Accordingly, we also observed changes in the expression of PGC-1α (Figure 4C), a transcription co-activator that is functionally linked to Nrf2 signaling. The mRNA expression of PGC-1α was decreased by high glucose (F(3,24) = 58.95, adjusted p value = 0.0034). In the presence of RSV, high glucose no longer decreased the expression of PGC-1α (adjusted p value < 0.0001), and its expression was increased under basal conditions (adjusted p value < 0.0001).

4. Discussion

Hyperglycemia impacts brain energy homeostasis, leading to alterations in neurotransmission, synaptic plasticity, and cognitive functions [1,24]. Astrocytes play critical metabolic roles in the CNS, including in glucose uptake and the transfer of metabolic substrates, processes that are maintained by tight regulatory mechanisms [25,26,27]. In this context, the metabolic activity of astroglial cells, including the C6 astrocyte-like cell line used in this study, may be reprogrammed in response to changes in glucose availability [5,28,29]. This is consistent with our experimental model, where high glucose induced metabolic and functional alterations, including inflammatory activation and downregulation of anti-inflammatory genes. These observations support the notion that astroglial cells are key cellular players in the CNS response to hyperglycemic stress, and may serve as relevant targets for protective strategies. RSV, by modulating inflammatory and metabolic pathways, emerges as a potential multi-target compound for mitigating the detrimental effects of hyperglycemia on astroglial function. Notably, RSV has been reported to cross the blood–brain barrier (BBB) in rodents after oral administration [30,31]. Given the low brain bioavailability of resveratrol due to rapid metabolism, nanotechnology-based strategies are increasingly being explored to enhance brain delivery by improving stability and facilitating blood–brain barrier penetration [32,33]. Consequently, investigating the biological effects of resveratrol in glial cells is highly relevant for developing neuroprotective strategies.

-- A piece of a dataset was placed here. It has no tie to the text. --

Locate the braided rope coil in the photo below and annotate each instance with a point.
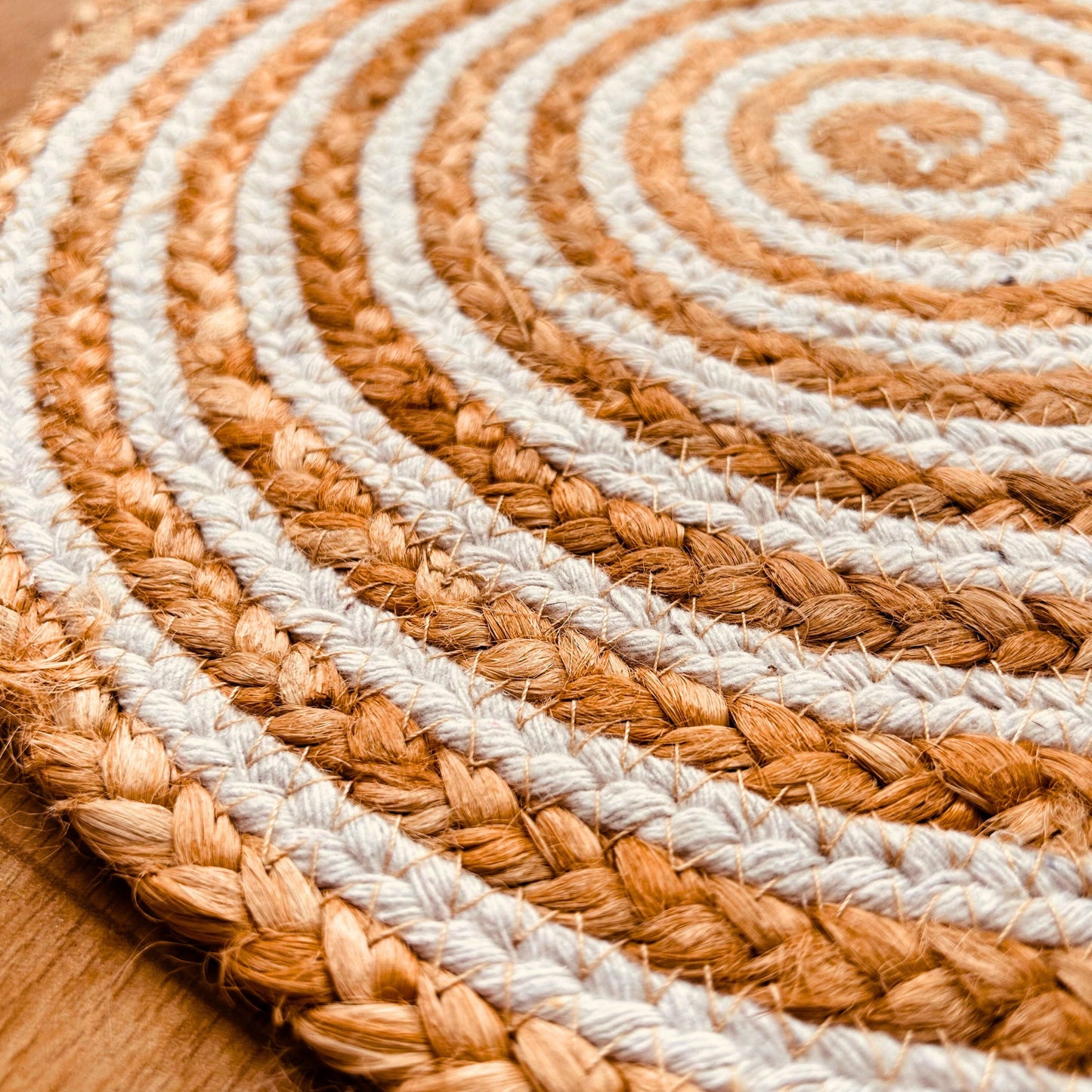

In our study, high glucose stimulated glucose uptake in astroglial cells without increasing GLUT1 expression, suggesting enhanced transporter activity due to substrate availability. Although GLUT1 is considered to be the primary route for glucose uptake [34], GLUT1 knock-out mice maintain normal resting astrocytic glucose levels [35]. RSV reduced GLUT1 mRNA under high glucose and maintained glucose uptake at control levels, indicating its ability to prevent excessive glucose entry during hyperglycemia. These findings align with previous reports showing that RSV decreases GLUT1-mediated glucose uptake [36].

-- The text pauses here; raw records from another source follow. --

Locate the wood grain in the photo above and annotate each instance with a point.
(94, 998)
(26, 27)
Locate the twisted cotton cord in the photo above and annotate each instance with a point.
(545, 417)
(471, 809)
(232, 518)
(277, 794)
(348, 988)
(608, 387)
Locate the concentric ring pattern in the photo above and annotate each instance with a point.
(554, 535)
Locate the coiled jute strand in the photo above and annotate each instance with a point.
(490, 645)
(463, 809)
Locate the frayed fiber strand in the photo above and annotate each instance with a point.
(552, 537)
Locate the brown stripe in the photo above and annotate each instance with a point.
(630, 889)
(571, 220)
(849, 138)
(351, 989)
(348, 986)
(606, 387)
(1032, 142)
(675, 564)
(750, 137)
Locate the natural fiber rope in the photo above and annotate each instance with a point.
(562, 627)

Astroglial cells are primarily glycolytic and produce lactate as a key metabolic product [27]. Consistent with this metabolic profile and the observed increase in glucose uptake, we detected elevated extracellular lactate levels in cells exposed to high-glucose conditions. Interestingly, RSV did not prevent this increase in lactate, suggesting that RSV may act mainly by limiting glucose transport rather than affecting metabolism in C6 cells. Notably, lactate has been increasingly considered as a signaling factor that may even regulate glucose uptake; elevated extracellular lactate levels may signal the need for enhanced glucose uptake to sustain oxidative metabolism and support brain energy demands [37]. Therefore, the increase in lactate levels may indicate a protective role under stress conditions, as suggested in brain disorders such as diabetes and ischemia-reperfusion injury [37,38], and RSV may contribute to this effect.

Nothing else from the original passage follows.